Second life of lithium-ion batteries: Electric Car Batteries As Energy Storage Systems

“Energy storage batteries could be placed just before the end users — say 24 houses — and go on the grid during localized blackouts, peak (electric) usage and as a reserve for the grid,” said Neubauer, senior engineer for National Renewable Energy Laboratory of Golden, Colo. which is researching second-use capabilities for used lithium-ion car batteries like those going into the Chevy Volt.

The lithium-ion electric car batteries being built in West Michigan may someday be used here as power storage batteries for electric consumers and power generating companies.

That was one of the potential “second life” uses for high-storage capacity lithium-ion batteries offered by renewable energy expert Jeremy Neubauer at a business meeting Tuesday at the Haworth Inn Conference Center in Holland.

Calling it “Community Storage” of energy, he said two lithium-ion batteries could make up a residential storage station for two dozen homes that would be able to put power back on during outages and download stored electricity during peak periods.
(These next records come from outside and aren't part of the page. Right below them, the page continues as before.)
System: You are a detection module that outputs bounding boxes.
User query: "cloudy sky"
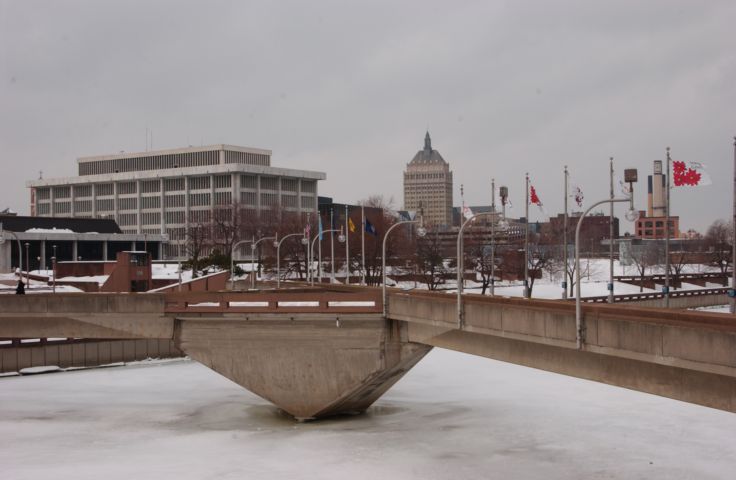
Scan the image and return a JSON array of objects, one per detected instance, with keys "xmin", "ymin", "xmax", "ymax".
[{"xmin": 0, "ymin": 0, "xmax": 736, "ymax": 230}]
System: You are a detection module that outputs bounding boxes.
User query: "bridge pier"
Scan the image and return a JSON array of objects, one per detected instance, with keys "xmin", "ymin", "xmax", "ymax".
[{"xmin": 174, "ymin": 314, "xmax": 432, "ymax": 420}]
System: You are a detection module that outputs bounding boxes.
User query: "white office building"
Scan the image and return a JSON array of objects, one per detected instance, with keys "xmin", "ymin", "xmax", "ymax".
[{"xmin": 27, "ymin": 145, "xmax": 326, "ymax": 258}]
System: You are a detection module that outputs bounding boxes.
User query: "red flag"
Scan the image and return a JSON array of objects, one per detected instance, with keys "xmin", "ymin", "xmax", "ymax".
[
  {"xmin": 672, "ymin": 161, "xmax": 711, "ymax": 187},
  {"xmin": 529, "ymin": 185, "xmax": 542, "ymax": 207}
]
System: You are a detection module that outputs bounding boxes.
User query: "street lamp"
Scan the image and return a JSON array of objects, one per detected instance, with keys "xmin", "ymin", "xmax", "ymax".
[
  {"xmin": 575, "ymin": 168, "xmax": 639, "ymax": 349},
  {"xmin": 0, "ymin": 222, "xmax": 23, "ymax": 275},
  {"xmin": 21, "ymin": 242, "xmax": 31, "ymax": 288},
  {"xmin": 51, "ymin": 255, "xmax": 56, "ymax": 293},
  {"xmin": 250, "ymin": 233, "xmax": 279, "ymax": 290},
  {"xmin": 456, "ymin": 212, "xmax": 494, "ymax": 330},
  {"xmin": 381, "ymin": 214, "xmax": 427, "ymax": 317},
  {"xmin": 308, "ymin": 229, "xmax": 345, "ymax": 285},
  {"xmin": 273, "ymin": 232, "xmax": 309, "ymax": 289}
]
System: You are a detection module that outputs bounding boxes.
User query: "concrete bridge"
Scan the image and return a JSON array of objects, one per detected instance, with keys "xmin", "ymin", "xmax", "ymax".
[{"xmin": 0, "ymin": 287, "xmax": 736, "ymax": 419}]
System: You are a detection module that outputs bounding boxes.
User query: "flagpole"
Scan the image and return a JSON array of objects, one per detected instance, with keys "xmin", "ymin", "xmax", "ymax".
[
  {"xmin": 345, "ymin": 205, "xmax": 350, "ymax": 285},
  {"xmin": 562, "ymin": 165, "xmax": 569, "ymax": 300},
  {"xmin": 608, "ymin": 157, "xmax": 613, "ymax": 303},
  {"xmin": 360, "ymin": 203, "xmax": 366, "ymax": 285},
  {"xmin": 524, "ymin": 172, "xmax": 529, "ymax": 298},
  {"xmin": 317, "ymin": 214, "xmax": 324, "ymax": 286},
  {"xmin": 731, "ymin": 137, "xmax": 736, "ymax": 314},
  {"xmin": 330, "ymin": 209, "xmax": 335, "ymax": 283},
  {"xmin": 664, "ymin": 147, "xmax": 672, "ymax": 308},
  {"xmin": 491, "ymin": 178, "xmax": 497, "ymax": 296}
]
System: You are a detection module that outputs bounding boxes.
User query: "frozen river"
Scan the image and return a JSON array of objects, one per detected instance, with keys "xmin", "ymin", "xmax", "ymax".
[{"xmin": 0, "ymin": 349, "xmax": 736, "ymax": 480}]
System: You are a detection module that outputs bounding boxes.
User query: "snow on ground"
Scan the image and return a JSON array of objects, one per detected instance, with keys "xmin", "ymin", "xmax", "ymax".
[
  {"xmin": 0, "ymin": 349, "xmax": 736, "ymax": 480},
  {"xmin": 690, "ymin": 305, "xmax": 731, "ymax": 313}
]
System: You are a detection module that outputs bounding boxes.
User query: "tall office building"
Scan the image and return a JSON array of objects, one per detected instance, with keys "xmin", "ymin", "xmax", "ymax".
[
  {"xmin": 27, "ymin": 145, "xmax": 326, "ymax": 258},
  {"xmin": 404, "ymin": 132, "xmax": 452, "ymax": 228}
]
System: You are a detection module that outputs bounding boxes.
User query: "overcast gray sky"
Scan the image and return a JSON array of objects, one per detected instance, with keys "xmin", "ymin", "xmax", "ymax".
[{"xmin": 0, "ymin": 0, "xmax": 736, "ymax": 231}]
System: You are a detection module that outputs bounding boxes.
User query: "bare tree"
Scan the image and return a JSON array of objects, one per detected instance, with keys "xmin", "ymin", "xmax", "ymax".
[
  {"xmin": 631, "ymin": 242, "xmax": 661, "ymax": 292},
  {"xmin": 414, "ymin": 233, "xmax": 447, "ymax": 290},
  {"xmin": 705, "ymin": 220, "xmax": 733, "ymax": 278},
  {"xmin": 185, "ymin": 223, "xmax": 212, "ymax": 277}
]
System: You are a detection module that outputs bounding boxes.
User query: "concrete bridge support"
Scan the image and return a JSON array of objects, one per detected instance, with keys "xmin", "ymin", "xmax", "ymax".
[{"xmin": 174, "ymin": 314, "xmax": 432, "ymax": 420}]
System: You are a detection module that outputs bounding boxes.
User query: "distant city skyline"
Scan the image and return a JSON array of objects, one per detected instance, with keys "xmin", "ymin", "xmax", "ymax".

He said any electric power company from the Holland Board of Public Works to Consumers Energy could use the energy storage system to save money and reduce the peaks and valleys of supply and demand.

“Right now, we only have the capacity to store 2 percent of energy of peak periods and that’s all in hydro (electricity),” said Neubauer, noting the U.S. electric power industry is strictly a supply-on-demand market with no storage capacity.

“The electricity market has to sell everything it produces when it is produced. The market today does not fully value the product of energy storage.”

But that’s starting to change through government regulation and start-up business innovation.
Solarcity and Tesla, two California companies, are working together to create a 500-kilowatt energy storage facility for residential consumers. It is a step toward meeting a 2010 California regulation that requires 5 percent of peak demand power be available from storage by 2020.

The online magazine Greentechmedia.com forecasts the two companies are really shooting to create a 10-megawatt hours system and selling the power storage reserve to companies like Southern California Edison to meet the state requirement. The two companies are using lithium-ion batteries and eyeing state and federal incentives to create the system.

Lithium-ion batteries are best suited for second-life usage for power storage over other types of batteries because when their useful life for electric vehicles is over they still retain 80 percent storage capacity for years.

“Lithium-ion batteries can also be used for bulk storage and distribution storage through the grid,” Neubauer said.

The problems for creating power storage sites for national use are a complex system of regulations and requirements in place for today’s electricity production and distribution plus myriad different power systems that would have to be coordinated.

Neubauer was invited to speak in Holland by Hope College, and Michigan’s Smartcoast, part of the economic development group Lakeshore Advantage. The city has two companies making lithium-ion batteries: Johnson Controls and LG Chem.